Among the teams present at the State Championships were Newbury Park and Great Oak, fellow Southern Section teams that comprise Loyola’s only notable competition. Newbury Park is hailed as the greatest high school cross country team of all time, so beating them was off the table; however, the fight for second place was less set in stone since Great Oak beat Loyola by only six points in CIF Southern Section Finals the week prior. The teams were as evenly matched as cross country teams get. Beating Great Oak was Loyola’s only goal at the State Championships.

Parents, siblings, alumni, teammates and coaches past and present all joined the thousands of other spectators at Woodward Park to support Loyola. As the Cubs took to the starting line, they aim to locate Great Oak’s black jerseys and surpass them. Non-competing teammates and coaches spread strategically around to alert the Cub runners of their positions relative to Great Oak. As the gun fired, signaling the start of the race, not only did the runners take off, but also the spectators, constantly cutting around the course to reunite with the competitors at the next crucial checkpoint.

At the mile mark, Loyola spectators rejoiced that the Cubs had a significant lead over Great Oak; how- ever, over the next mile, Great Oak closed the gap between the two teams, and the race became anyone’s to win. As runner after runner crossed the finish line, spectators anxiously awaited announcement of the team results. Soon, the loudspeakers declared that Newbury Park had won, boasting a new course record for combined team score and time, followed by Great Oak and then Loyola in third.

Once the initial sting of losing to Great Oak wore off, the Cubs celebrated their third place finish over dinner and refocused on their next and final cross country race together: Garmin Runninglane Cross Country Championships in Huntsville, Ala.

The Garmin Runninglane Cross Country Championships attracts 31 of the best high school cross nation and about 50 more of the best individual runners. At national meets like Garmin, teams shed the names of their school to run instead as clubs. Loyola’s cross country team dons the name of the Los Angeles Cubs to compete.

Though no stranger to national competition as the Loyola team competed in Nike Outdoor Nationals for track in the summer, the pressure of a nationwide audience provides an additional challenge.

Captain Richard Moreno ’22 described the atmosphere as “a ton of energy, lots of cheering, and high stakes.”

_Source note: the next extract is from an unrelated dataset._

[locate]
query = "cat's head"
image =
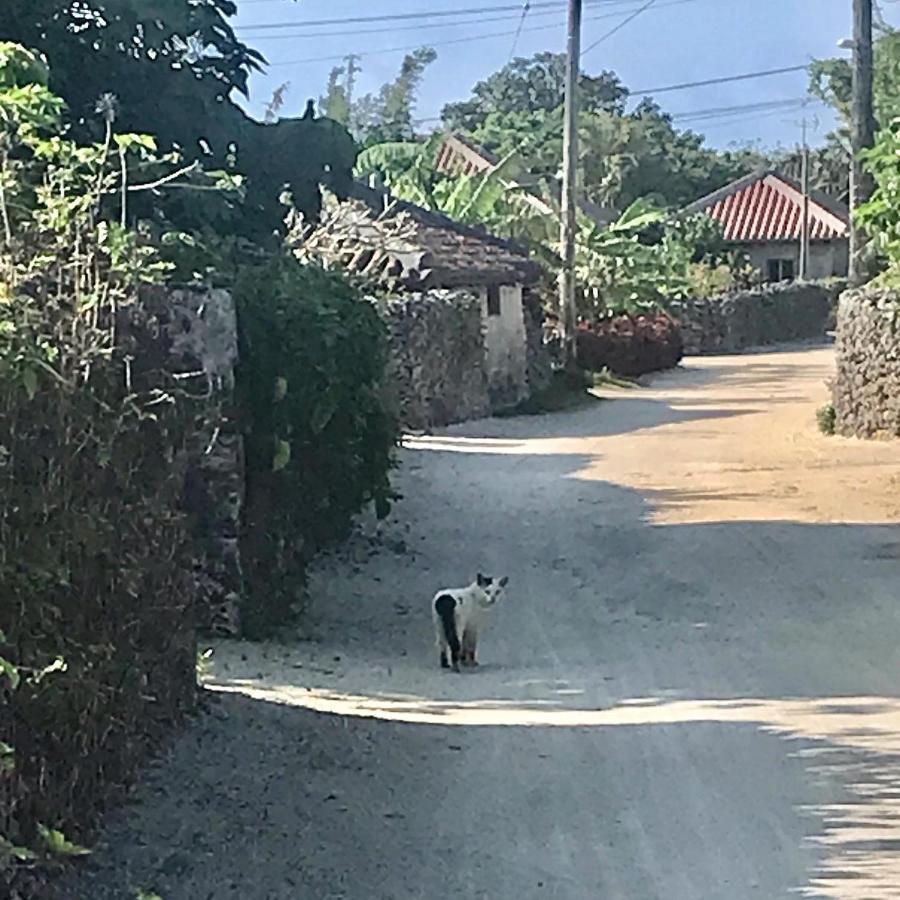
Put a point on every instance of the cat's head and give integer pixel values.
(491, 587)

The Los Angeles Cubs came to the starting line in Alabama with the goal to place in the top 15, which would solidify their position among the best teams in the nation. After a flight across the country, months of training, and an intense race, the Cubs finished eleventh, led by Moreno with an impressive 5k time of 15:08, quite the accomplishment given that the Ala. race was the fastest high school 5k race in history.

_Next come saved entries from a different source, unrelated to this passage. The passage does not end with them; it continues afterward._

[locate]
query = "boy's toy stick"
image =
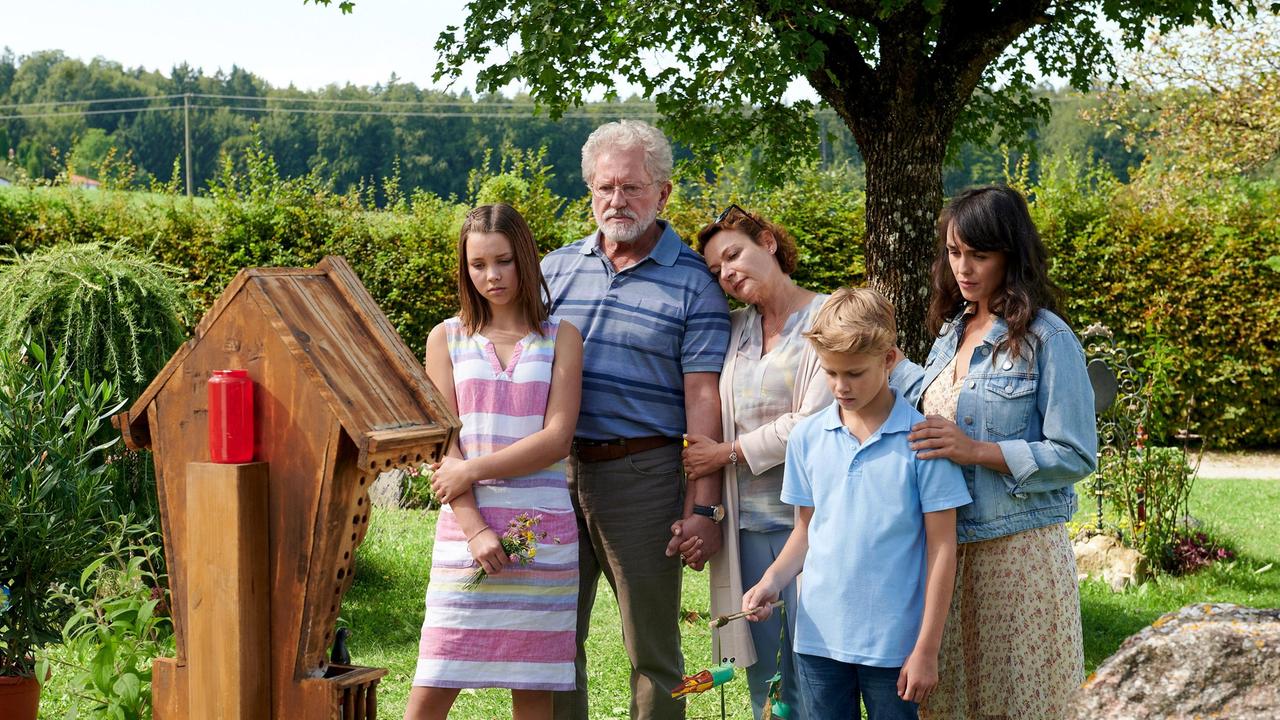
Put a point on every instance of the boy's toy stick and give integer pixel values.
(704, 680)
(726, 619)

In addition to the awards and recognition earned by the cross country team throughout their 2021 season, the close-knit Cubs have created a truly special community within Loyola.

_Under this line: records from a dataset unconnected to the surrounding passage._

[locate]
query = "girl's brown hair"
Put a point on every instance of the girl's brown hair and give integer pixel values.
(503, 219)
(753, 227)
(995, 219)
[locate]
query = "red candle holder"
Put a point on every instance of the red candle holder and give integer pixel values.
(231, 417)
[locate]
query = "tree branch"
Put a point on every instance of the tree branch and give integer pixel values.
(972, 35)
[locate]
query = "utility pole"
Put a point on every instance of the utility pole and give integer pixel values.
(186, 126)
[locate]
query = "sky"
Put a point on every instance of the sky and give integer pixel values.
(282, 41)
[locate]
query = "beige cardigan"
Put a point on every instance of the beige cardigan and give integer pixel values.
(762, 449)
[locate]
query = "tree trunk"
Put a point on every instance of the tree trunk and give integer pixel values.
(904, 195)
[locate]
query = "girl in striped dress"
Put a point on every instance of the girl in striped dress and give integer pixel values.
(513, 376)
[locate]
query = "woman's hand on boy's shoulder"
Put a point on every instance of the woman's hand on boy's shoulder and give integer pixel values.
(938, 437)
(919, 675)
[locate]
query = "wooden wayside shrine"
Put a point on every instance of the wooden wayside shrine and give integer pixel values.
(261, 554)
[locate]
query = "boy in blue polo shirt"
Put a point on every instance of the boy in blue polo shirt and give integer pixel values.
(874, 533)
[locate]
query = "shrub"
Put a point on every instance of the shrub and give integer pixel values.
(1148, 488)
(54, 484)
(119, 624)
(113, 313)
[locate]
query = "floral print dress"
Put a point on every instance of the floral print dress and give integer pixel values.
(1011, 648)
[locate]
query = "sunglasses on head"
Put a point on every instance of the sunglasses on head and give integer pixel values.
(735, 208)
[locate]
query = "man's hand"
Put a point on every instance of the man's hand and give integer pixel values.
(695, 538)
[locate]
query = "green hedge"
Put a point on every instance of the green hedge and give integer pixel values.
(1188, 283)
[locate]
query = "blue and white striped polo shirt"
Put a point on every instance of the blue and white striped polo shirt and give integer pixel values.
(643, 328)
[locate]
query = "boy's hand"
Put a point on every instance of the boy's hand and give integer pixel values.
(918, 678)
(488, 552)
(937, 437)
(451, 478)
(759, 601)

Junior transfer student Henry Payne commented, “Being a part of the team has been one of the greatest experiences of my life. Everyone has been super welcoming, and I’ve improved so much because I’m surrounded by people who have such a great passion and talent for running.”

The brotherhood established by the team is truly one of the greatest accomplishments of the decorated team’s many years at Loyola. With an impressive end to the 2021 season, the Loyola cross country team eagerly awaits the coming track season. Although track sea- son appears promising, the future of the team in the 2022 cross country season is uncertain, as four of Loyola’s top seven runners will graduate in June. Coach Diaz directly asked junior runner Jake Ratkovich, “Are we going to be good next year?” The answer is uncertain. Filling those gaps will prove the most important challenge for Loyola cross country in the coming years. Next year, leading juniors Jake Ratkovich, Henry Payne, and Harrison Lavery will have to step up to maintain Loyola’s position as a top cross country team in the nation.